Class MWHCFunction<T>

  • All Implemented Interfaces:
    it.unimi.dsi.fastutil.Function<T,​java.lang.Long>, it.unimi.dsi.fastutil.objects.Object2LongFunction<T>, it.unimi.dsi.fastutil.Size64, java.io.Serializable, java.util.function.Function<T,​java.lang.Long>, java.util.function.ToLongFunction<T>

    @Deprecated
    public class MWHCFunction<T>
    extends it.unimi.dsi.fastutil.objects.AbstractObject2LongFunction<T>
    implements java.io.Serializable, it.unimi.dsi.fastutil.Size64
    Deprecated.
    Please a GOV3Function or a GOV4Function.
    An immutable function stored quasi-succinctly using the Majewski-Wormald-Havas-Czech 3-hypergraph technique.

    Instances of this class store a function from keys to values.
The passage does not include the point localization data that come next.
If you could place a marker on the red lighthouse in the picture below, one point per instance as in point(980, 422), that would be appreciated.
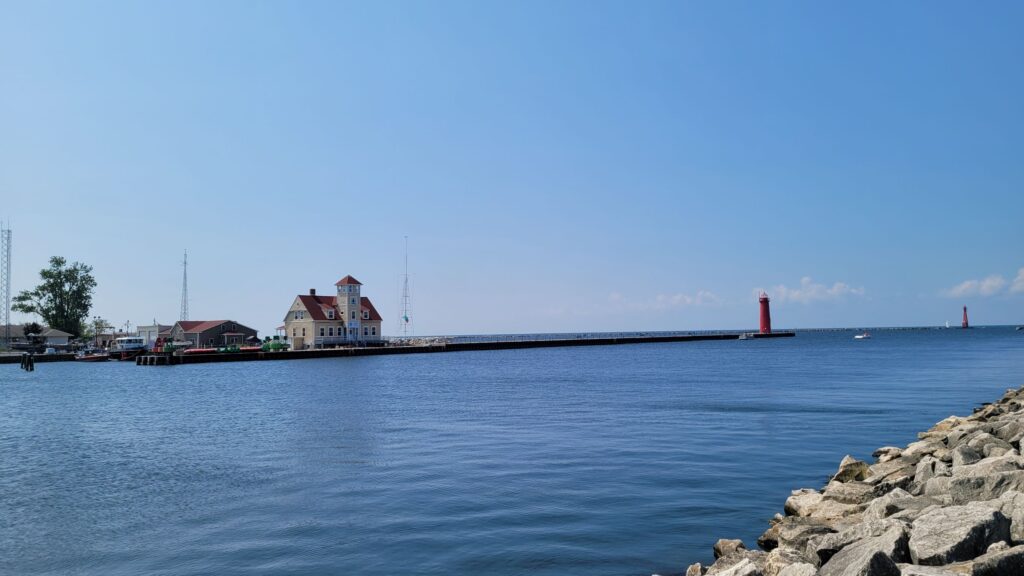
point(766, 314)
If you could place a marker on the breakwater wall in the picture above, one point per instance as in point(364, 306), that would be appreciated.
point(169, 360)
point(949, 504)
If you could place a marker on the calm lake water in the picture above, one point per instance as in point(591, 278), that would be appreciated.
point(610, 460)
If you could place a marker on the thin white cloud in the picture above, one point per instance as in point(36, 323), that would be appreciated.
point(1018, 285)
point(988, 286)
point(810, 291)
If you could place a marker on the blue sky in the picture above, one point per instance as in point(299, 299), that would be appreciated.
point(557, 166)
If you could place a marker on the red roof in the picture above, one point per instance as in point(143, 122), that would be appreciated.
point(317, 306)
point(367, 305)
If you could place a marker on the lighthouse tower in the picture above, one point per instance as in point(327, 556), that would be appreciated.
point(349, 304)
point(765, 314)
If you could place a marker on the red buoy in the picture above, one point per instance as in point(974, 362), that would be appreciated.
point(765, 314)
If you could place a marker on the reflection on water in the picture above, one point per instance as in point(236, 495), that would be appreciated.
point(607, 460)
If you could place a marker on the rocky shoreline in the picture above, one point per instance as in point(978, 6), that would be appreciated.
point(949, 504)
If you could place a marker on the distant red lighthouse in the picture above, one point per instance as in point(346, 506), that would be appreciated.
point(766, 314)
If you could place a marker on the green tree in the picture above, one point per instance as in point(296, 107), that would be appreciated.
point(33, 332)
point(64, 298)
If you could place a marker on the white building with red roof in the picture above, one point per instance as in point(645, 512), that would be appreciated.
point(345, 319)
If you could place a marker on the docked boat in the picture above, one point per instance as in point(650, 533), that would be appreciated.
point(92, 356)
point(127, 347)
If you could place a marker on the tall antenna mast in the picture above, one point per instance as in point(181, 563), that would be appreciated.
point(5, 282)
point(184, 288)
point(406, 322)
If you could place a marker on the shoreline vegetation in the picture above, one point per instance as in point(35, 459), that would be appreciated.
point(949, 504)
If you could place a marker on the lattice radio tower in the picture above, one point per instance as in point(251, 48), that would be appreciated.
point(184, 288)
point(406, 321)
point(5, 282)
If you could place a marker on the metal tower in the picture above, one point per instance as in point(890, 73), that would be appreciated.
point(5, 283)
point(184, 288)
point(406, 320)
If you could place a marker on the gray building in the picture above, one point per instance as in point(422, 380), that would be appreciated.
point(211, 333)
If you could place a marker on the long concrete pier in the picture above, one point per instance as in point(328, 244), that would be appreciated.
point(170, 360)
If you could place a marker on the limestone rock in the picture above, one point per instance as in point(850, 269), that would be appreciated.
point(964, 455)
point(956, 533)
point(990, 465)
point(820, 548)
point(968, 489)
point(849, 492)
point(778, 559)
point(1006, 563)
point(801, 501)
point(896, 501)
point(920, 449)
point(802, 569)
point(870, 557)
point(912, 570)
point(726, 547)
point(851, 469)
point(794, 532)
point(887, 453)
point(929, 467)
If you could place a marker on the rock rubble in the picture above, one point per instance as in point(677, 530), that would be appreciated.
point(949, 504)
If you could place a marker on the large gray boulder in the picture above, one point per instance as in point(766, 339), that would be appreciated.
point(850, 469)
point(744, 567)
point(1006, 563)
point(956, 533)
point(964, 455)
point(870, 557)
point(802, 569)
point(793, 532)
point(822, 547)
point(976, 488)
point(802, 501)
point(897, 501)
point(726, 547)
point(912, 570)
point(849, 492)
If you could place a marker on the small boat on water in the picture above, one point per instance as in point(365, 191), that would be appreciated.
point(92, 356)
point(127, 347)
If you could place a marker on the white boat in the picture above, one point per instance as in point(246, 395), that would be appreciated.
point(127, 347)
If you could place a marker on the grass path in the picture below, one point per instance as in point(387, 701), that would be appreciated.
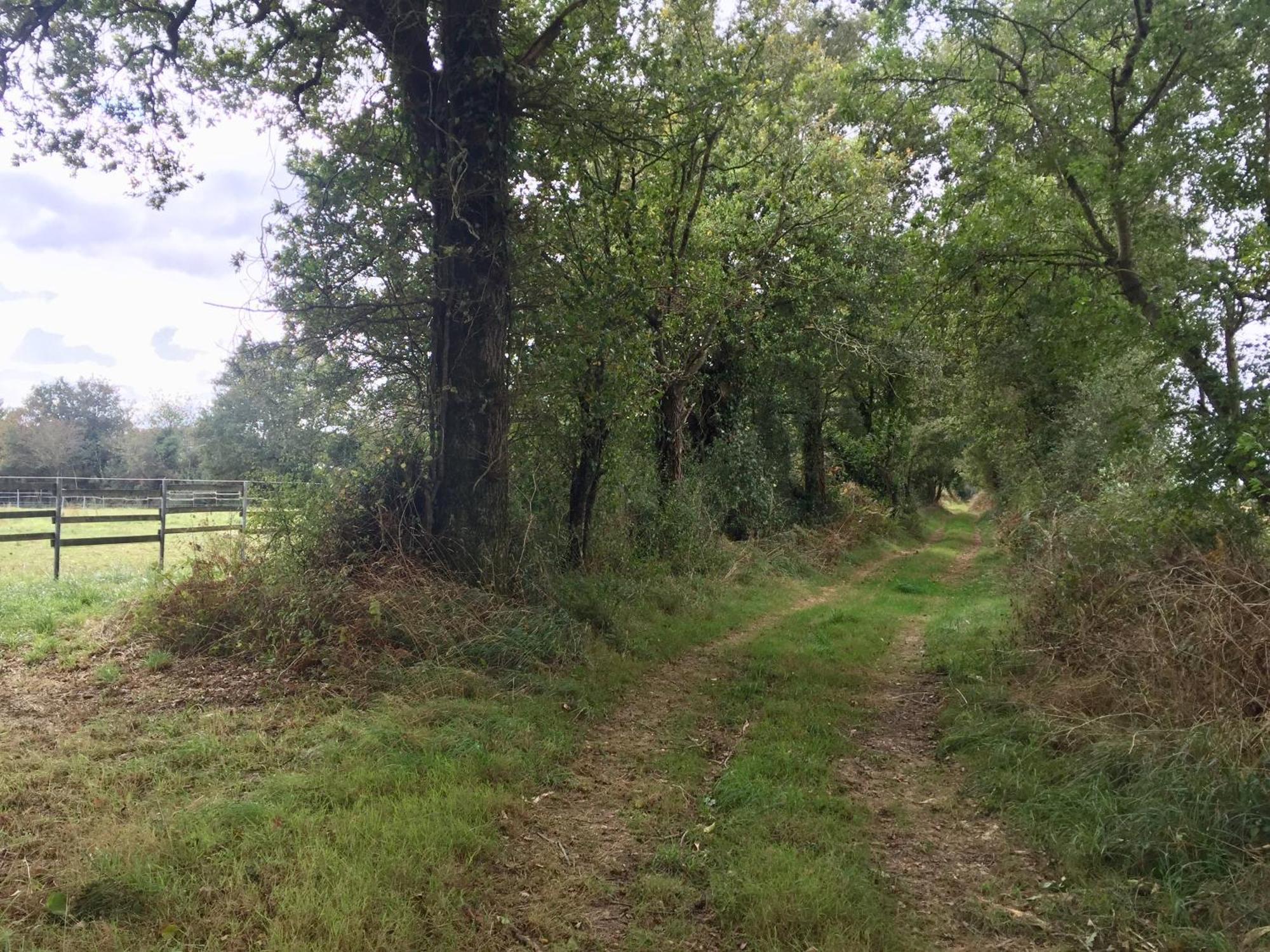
point(779, 789)
point(957, 873)
point(572, 864)
point(754, 770)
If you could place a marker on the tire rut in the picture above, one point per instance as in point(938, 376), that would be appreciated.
point(953, 871)
point(571, 865)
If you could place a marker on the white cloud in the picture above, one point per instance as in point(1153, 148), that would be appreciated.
point(95, 274)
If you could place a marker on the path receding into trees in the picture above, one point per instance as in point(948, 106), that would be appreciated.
point(582, 861)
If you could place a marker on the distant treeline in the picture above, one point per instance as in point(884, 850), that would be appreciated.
point(265, 418)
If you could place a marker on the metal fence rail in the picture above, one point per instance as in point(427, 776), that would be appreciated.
point(34, 498)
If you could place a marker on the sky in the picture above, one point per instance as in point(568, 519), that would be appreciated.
point(96, 284)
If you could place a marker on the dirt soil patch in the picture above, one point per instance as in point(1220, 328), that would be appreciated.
point(573, 857)
point(963, 882)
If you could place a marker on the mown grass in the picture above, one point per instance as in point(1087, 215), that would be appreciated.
point(778, 849)
point(314, 823)
point(43, 619)
point(1161, 833)
point(34, 562)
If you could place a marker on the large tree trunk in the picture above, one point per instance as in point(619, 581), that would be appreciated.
point(672, 416)
point(472, 272)
point(589, 466)
point(815, 482)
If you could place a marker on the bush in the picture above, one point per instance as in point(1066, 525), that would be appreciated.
point(265, 606)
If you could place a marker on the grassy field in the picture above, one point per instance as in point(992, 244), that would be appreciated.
point(43, 619)
point(31, 562)
point(316, 822)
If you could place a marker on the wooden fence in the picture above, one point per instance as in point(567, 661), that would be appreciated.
point(173, 497)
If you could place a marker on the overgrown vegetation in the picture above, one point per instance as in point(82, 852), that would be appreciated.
point(1155, 803)
point(598, 314)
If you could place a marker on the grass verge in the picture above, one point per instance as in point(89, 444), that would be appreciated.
point(314, 823)
point(777, 849)
point(1163, 835)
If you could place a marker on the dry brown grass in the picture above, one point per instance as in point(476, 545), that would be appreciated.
point(394, 606)
point(1182, 643)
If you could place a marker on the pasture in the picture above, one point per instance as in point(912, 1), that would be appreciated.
point(43, 618)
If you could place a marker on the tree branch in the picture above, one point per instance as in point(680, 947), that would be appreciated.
point(544, 41)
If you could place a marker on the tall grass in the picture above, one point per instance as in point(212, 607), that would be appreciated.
point(1161, 831)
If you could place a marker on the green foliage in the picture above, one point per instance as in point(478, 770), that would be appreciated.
point(1156, 830)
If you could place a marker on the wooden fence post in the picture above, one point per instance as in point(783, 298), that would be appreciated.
point(243, 532)
point(163, 521)
point(58, 532)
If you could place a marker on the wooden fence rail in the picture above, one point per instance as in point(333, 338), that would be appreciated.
point(144, 498)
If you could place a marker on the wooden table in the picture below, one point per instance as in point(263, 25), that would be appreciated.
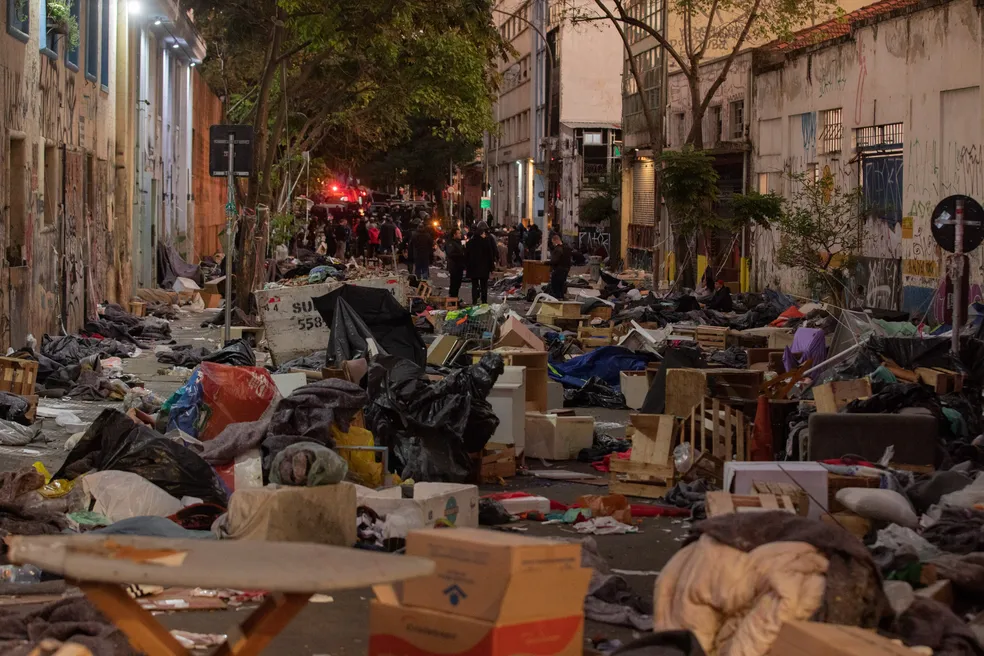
point(290, 571)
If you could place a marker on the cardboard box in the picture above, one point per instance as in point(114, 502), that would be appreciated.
point(816, 639)
point(635, 387)
point(497, 577)
point(396, 630)
point(555, 437)
point(456, 503)
point(811, 476)
point(833, 396)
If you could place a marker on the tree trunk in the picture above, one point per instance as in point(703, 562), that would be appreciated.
point(696, 136)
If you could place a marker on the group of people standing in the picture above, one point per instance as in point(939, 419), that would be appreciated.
point(482, 252)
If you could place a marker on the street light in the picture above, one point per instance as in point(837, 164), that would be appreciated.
point(548, 119)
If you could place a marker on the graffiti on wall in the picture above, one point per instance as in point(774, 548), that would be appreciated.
point(883, 189)
point(880, 278)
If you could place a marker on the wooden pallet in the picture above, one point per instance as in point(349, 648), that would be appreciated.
point(798, 495)
point(943, 381)
point(18, 376)
point(639, 479)
point(717, 428)
point(723, 503)
point(712, 337)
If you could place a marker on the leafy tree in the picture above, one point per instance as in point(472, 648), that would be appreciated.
point(599, 206)
point(820, 230)
point(342, 79)
point(421, 160)
point(754, 208)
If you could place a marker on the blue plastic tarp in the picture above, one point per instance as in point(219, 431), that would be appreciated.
point(605, 363)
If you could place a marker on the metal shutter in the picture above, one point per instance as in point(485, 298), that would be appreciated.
point(642, 193)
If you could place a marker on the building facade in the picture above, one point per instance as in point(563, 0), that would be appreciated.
point(888, 98)
point(89, 112)
point(535, 168)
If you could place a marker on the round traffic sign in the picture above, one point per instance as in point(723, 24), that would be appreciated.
point(944, 223)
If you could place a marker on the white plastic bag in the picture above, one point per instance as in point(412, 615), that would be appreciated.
point(121, 495)
point(884, 505)
point(967, 497)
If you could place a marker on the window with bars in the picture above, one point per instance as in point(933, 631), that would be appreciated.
point(831, 131)
point(880, 137)
point(736, 117)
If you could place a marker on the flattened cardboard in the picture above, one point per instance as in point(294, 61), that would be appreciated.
point(532, 578)
point(402, 631)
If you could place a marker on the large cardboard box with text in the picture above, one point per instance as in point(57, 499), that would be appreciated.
point(492, 594)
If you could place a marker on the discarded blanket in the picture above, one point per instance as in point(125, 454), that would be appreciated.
point(431, 427)
point(67, 620)
point(736, 602)
point(605, 363)
point(307, 415)
point(958, 530)
point(853, 592)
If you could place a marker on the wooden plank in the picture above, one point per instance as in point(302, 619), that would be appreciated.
point(728, 410)
point(653, 441)
point(719, 503)
point(740, 438)
point(644, 490)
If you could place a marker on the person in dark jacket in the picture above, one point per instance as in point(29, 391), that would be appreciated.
point(560, 266)
point(532, 244)
point(455, 252)
point(512, 246)
point(387, 235)
point(480, 254)
point(721, 299)
point(422, 245)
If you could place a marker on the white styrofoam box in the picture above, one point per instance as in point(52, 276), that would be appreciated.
point(554, 437)
point(456, 502)
point(512, 376)
point(508, 401)
point(520, 505)
point(811, 476)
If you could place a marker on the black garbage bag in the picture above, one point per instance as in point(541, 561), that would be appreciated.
point(114, 441)
point(492, 513)
point(14, 408)
point(349, 336)
point(388, 322)
point(595, 393)
point(236, 353)
point(184, 356)
point(678, 358)
point(431, 427)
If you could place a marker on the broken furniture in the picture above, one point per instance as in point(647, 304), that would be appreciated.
point(686, 388)
point(833, 396)
point(291, 572)
point(914, 436)
point(719, 429)
point(742, 477)
point(649, 470)
point(722, 503)
point(536, 372)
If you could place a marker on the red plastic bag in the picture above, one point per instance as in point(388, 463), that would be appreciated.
point(233, 394)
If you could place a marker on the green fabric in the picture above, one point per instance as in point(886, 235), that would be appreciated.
point(957, 424)
point(897, 328)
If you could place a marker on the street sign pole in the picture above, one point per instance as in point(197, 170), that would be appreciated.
point(958, 271)
point(230, 215)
Keys are provided by an iterable object (whose iterators must return elements in a consistent order), whereas values are provided by a LongIterable. If you do nost specify values, each key will be assigned its rank (e.g., its position in iteration order starting from zero).

    For convenience, this class provides a main method that reads from standard input a (possibly gzip'd) sequence of newline-separated strings, and writes a serialised function mapping each element of the list to its position, or to a given list of values.

    Signing

    Optionally, it is possible to sign an MWHCFunction. Signing is possible if no list of values has been specified (otherwise, there is no way to associate a key with its signature). A w-bit signature will be associated with each key, so that getLong(Object) will return a default return value (by default, -1) on strings that are not in the original key set. As usual, false positives are possible with probability 2-w.

    If you're not interested in the rank of a key, but just to know whether the key was in the original set, you can turn the function into an approximate dictionary. In this case, the value associated by the function with a key is exactly its signature, which means that the only space used by the function is that occupied by signatures: this is one of the fastest and most compact way of storing a static approximate dictionary. In this case, the only returned value is one, and the default return value is set to zero.

    Building a function

    This class provides a great amount of flexibility when creating a new function; such flexibility is exposed through the builder. To exploit the various possibilities, you must understand some details of the construction.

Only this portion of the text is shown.